Козу бы зарезал - детей накормил. Бабку палкой убил - тринадцать лет получил.
…А денек был зимний, морозный - чудесный денек.
Старуха лежала у своего дома мертвая. Коза блеяла в безопасном отдалении от похитителя, а сам он, пьяный и страшно злой на вековуху, поскрипывая резиновыми сапогами по снегу, уходил в сторону своего жилища.
Ночью бабку Гримашевич слегка поглодали крысы. Назавтра ее обнаружили и заявили в милицию, а козу застали соседи в хлеву.
Бабка Гримашевич родилась аж в 1906 году. И прошедшим летом выглядела по описаниям любознательной корреспондентки “Кировской искры” так:
“…Передо мной большой в четыре окна деревянный дом. Я стою возле него в нерешительности и раздумье: может ли быть в нем кто живой? Уж очень похож на заброшенный, каких сотни в окрестных деревнях. На крыше зияют дыры, окна заложены тряпьем. Наконец отваживаюсь войти в эту халупу.

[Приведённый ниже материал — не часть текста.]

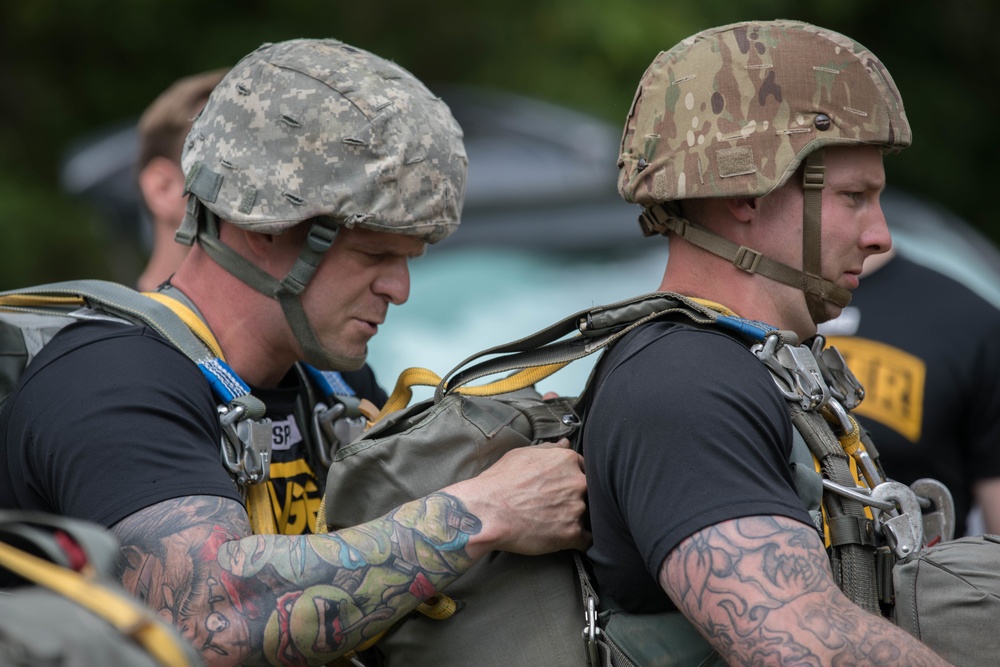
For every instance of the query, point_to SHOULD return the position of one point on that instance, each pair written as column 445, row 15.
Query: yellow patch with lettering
column 295, row 512
column 893, row 380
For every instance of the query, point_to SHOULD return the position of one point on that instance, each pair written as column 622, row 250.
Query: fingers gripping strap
column 126, row 302
column 129, row 618
column 192, row 321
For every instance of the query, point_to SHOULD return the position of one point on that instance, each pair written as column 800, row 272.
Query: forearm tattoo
column 288, row 600
column 761, row 590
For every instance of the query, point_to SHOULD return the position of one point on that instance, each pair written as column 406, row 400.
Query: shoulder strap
column 246, row 446
column 81, row 582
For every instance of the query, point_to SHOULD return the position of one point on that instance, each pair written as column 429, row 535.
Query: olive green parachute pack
column 511, row 609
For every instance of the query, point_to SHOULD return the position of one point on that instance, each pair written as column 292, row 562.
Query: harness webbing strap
column 193, row 322
column 658, row 219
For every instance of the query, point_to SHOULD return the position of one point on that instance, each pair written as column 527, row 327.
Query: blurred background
column 541, row 87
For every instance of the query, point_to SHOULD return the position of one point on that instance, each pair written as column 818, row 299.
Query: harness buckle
column 795, row 371
column 335, row 426
column 843, row 383
column 592, row 632
column 904, row 532
column 246, row 445
column 747, row 259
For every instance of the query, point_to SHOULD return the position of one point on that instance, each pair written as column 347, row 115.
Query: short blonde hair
column 165, row 123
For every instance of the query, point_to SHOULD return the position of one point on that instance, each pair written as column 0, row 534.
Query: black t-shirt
column 110, row 418
column 927, row 350
column 685, row 429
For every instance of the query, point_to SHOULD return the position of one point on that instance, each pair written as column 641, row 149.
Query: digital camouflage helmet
column 316, row 131
column 734, row 111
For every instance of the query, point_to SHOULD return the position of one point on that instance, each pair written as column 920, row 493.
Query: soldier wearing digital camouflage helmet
column 756, row 148
column 316, row 171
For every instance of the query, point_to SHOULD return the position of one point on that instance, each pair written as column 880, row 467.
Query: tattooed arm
column 760, row 589
column 297, row 600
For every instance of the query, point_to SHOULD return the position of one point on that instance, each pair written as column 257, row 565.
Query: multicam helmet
column 734, row 111
column 316, row 131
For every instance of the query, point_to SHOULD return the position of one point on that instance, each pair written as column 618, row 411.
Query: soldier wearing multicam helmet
column 316, row 171
column 757, row 149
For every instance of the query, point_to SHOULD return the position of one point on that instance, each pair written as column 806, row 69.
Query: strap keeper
column 813, row 177
column 747, row 259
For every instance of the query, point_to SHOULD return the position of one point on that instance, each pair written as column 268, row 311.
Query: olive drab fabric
column 732, row 111
column 312, row 127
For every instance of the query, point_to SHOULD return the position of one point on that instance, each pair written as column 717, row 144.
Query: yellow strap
column 438, row 607
column 718, row 307
column 259, row 510
column 411, row 377
column 126, row 616
column 193, row 322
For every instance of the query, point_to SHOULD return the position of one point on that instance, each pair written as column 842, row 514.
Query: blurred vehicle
column 544, row 234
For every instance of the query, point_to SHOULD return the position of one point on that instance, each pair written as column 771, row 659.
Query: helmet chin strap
column 287, row 291
column 660, row 219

На гнилых ступенях крыльца пасутся три цыпленка. От дверей не осталось и помина. Сенцы приспособлены под хлев для козы.
Не без страха я потянула тяжелую дверь и вошла в избу. Громко поздоровалась. На мой голос из кучи тряпья, лежащего грудой на железной кровати, с трудом выбралась старая женщина. По всему чувствовалось, что она очень давно не мылась. Это была Федора Степановна Гримашевич.
На улице стояла жара, а в доме темно и сыро. Свет едва проникал сквозь стекла, густо засиженные мухами, которые носились по дому роем.

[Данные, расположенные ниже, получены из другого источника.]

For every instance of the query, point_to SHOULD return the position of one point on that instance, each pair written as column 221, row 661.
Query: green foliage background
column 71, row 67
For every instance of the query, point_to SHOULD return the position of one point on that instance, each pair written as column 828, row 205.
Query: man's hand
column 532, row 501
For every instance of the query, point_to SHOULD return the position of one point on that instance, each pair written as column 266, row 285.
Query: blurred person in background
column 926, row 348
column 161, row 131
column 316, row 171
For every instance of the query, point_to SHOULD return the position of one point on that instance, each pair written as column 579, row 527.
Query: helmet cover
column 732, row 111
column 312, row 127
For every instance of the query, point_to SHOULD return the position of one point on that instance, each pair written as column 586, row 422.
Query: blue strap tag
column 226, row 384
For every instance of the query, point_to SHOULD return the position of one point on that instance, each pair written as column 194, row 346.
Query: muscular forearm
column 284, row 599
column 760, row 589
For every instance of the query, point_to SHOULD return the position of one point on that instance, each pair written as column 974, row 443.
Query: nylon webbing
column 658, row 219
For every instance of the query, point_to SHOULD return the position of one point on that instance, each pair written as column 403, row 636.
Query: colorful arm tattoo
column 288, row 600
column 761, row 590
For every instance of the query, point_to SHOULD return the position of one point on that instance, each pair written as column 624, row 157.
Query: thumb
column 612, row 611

Печь посредине, дощатый стол - вот и вся обстановка. Через худую крышу и провалившуюся потолочину видно небо. Соседи рассказывали, что когда идет дождь, то он “идет” и в доме бабки Федоры. И она, чтобы укрыться от сырости, залезает под стол.
Стены дома голы. Пазы усижены клопами. С потолка грязными гирляндами свисают обои. На полу прямо у меня под ногами лежит дохлая мышь, а желтая кошка лениво перекатывает ее с места на место.
Мало кто помнит сейчас в Петрушине, когда и откуда прибилась в деревню эта женщина. Говорят, что пришла пешком еще в 30-е годы. Держала скотину, огород. Никого знать не желала. Жила сама по себе, без семьи. Лишь на 88-м году жизни, когда совсем занемогла, администрация стала давать ей пенсию”…
Немногим отличалось от бытия отшельницы и жилище ее убийцы, “акт о состоянии” которого был составлен вскоре для передачи его детей в детдом.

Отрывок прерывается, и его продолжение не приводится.